The prognostic value of troponin in patients with non-ST elevation acute coronary syndromes: A meta-analysis JOURNAL OF THE AMERICAN COLLEGE OF CARDIOLOGY Heidenreich, P. A., Alloggiamento, T., Melsop, K., McDonald, K. M., Go, A. S., Hlatky, M. A. 2001; 38 (2): 478-485

Abstract

This study was designed to compare the prognostic value of an abnormal troponin level derived from studies of patients with non-ST elevation acute coronary syndromes (ACS).Risk stratification for patients with suspected ACS is important for determining need for hospitalization and intensity of treatment.We identified clinical trials and cohort studies of consecutive patients with suspected ACS without ST-elevation from 1966 through 1999. We excluded studies limited to patients with acute myocardial infarction and studies not reporting mortality or troponin results.Seven clinical trials and 19 cohort studies reported data for 5,360 patients with a troponin T test and 6,603 with a troponin I test.

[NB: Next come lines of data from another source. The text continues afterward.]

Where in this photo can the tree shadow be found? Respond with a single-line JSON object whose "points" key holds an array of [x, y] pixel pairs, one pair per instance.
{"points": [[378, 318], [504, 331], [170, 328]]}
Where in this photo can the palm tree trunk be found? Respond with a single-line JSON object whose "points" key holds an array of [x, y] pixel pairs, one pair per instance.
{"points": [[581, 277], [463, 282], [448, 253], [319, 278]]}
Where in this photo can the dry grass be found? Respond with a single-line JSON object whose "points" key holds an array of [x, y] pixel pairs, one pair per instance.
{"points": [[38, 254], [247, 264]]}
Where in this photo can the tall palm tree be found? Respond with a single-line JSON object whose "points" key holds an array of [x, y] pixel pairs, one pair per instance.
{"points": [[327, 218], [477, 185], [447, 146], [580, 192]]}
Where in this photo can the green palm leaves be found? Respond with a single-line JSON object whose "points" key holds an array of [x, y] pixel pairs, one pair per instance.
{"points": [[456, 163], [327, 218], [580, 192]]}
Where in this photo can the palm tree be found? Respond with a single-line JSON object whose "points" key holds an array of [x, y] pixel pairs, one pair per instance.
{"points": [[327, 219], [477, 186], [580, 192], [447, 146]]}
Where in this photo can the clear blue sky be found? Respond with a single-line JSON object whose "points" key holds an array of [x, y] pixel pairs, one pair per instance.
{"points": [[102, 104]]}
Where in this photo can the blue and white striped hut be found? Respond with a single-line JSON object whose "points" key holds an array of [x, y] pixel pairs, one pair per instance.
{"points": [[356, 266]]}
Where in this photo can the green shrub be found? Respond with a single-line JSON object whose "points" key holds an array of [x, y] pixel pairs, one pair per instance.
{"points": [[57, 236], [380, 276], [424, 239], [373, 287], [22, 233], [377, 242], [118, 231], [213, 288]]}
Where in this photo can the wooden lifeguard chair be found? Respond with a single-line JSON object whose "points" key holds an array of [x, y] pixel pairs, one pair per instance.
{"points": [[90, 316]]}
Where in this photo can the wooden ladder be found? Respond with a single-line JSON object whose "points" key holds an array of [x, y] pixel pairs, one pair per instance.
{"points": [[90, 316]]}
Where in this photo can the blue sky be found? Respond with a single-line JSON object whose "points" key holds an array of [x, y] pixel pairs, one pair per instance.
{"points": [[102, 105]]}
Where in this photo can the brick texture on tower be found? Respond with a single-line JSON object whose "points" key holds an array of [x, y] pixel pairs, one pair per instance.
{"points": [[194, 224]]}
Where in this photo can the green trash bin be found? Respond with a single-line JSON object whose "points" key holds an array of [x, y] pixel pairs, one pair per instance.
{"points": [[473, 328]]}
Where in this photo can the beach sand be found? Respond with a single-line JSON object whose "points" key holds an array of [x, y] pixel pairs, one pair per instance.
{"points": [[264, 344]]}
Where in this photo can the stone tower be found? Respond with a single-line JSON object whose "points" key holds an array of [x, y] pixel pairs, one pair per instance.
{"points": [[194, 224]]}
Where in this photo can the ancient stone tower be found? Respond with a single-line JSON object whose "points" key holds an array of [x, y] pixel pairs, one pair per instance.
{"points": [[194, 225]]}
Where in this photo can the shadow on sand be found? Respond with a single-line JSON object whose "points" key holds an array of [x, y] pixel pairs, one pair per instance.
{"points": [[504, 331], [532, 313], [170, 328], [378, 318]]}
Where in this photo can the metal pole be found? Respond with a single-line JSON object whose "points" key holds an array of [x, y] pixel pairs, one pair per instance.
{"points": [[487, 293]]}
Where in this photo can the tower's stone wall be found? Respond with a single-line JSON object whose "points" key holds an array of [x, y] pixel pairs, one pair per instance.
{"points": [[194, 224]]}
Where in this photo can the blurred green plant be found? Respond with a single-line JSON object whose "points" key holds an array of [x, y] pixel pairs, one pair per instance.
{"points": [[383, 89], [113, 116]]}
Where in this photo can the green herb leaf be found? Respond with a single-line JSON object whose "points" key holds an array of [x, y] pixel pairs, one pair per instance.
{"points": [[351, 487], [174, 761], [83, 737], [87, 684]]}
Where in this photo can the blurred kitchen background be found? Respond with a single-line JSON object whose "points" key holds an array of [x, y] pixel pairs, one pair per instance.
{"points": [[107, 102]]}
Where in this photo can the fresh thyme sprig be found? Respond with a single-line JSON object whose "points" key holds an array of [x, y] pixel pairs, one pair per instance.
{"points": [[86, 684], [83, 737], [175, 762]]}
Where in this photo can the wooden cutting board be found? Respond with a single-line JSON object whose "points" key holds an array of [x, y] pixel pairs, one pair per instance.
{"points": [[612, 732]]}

Patients with positive troponin (I or T) had significantly higher mortality than those with a negative test (5.2% vs. 1.6%, odds ratio [OR] 3.1). Cohort studies demonstrated a greater difference in mortality between patients with a positive versus negative troponin I (8.4% vs. 0.7%, OR 8.5) than clinical trials (4.8% if positive, 2.1% if negative, OR 2.6, p = 0.01). Prognostic value of a positive troponin T was also slightly greater for cohort studies (11.6% mortality if positive, 1.7% if negative, OR 5.1) than for clinical trials (3.8% if positive, 1.3% if negative, OR 3.0, p = 0.2)In patients with non-ST elevation ACS, the short-term odds of death are increased three- to eightfold for patients with an abnormal troponin test. Data from clinical trials suggest a lower prognostic value for troponin than do data from cohort studies.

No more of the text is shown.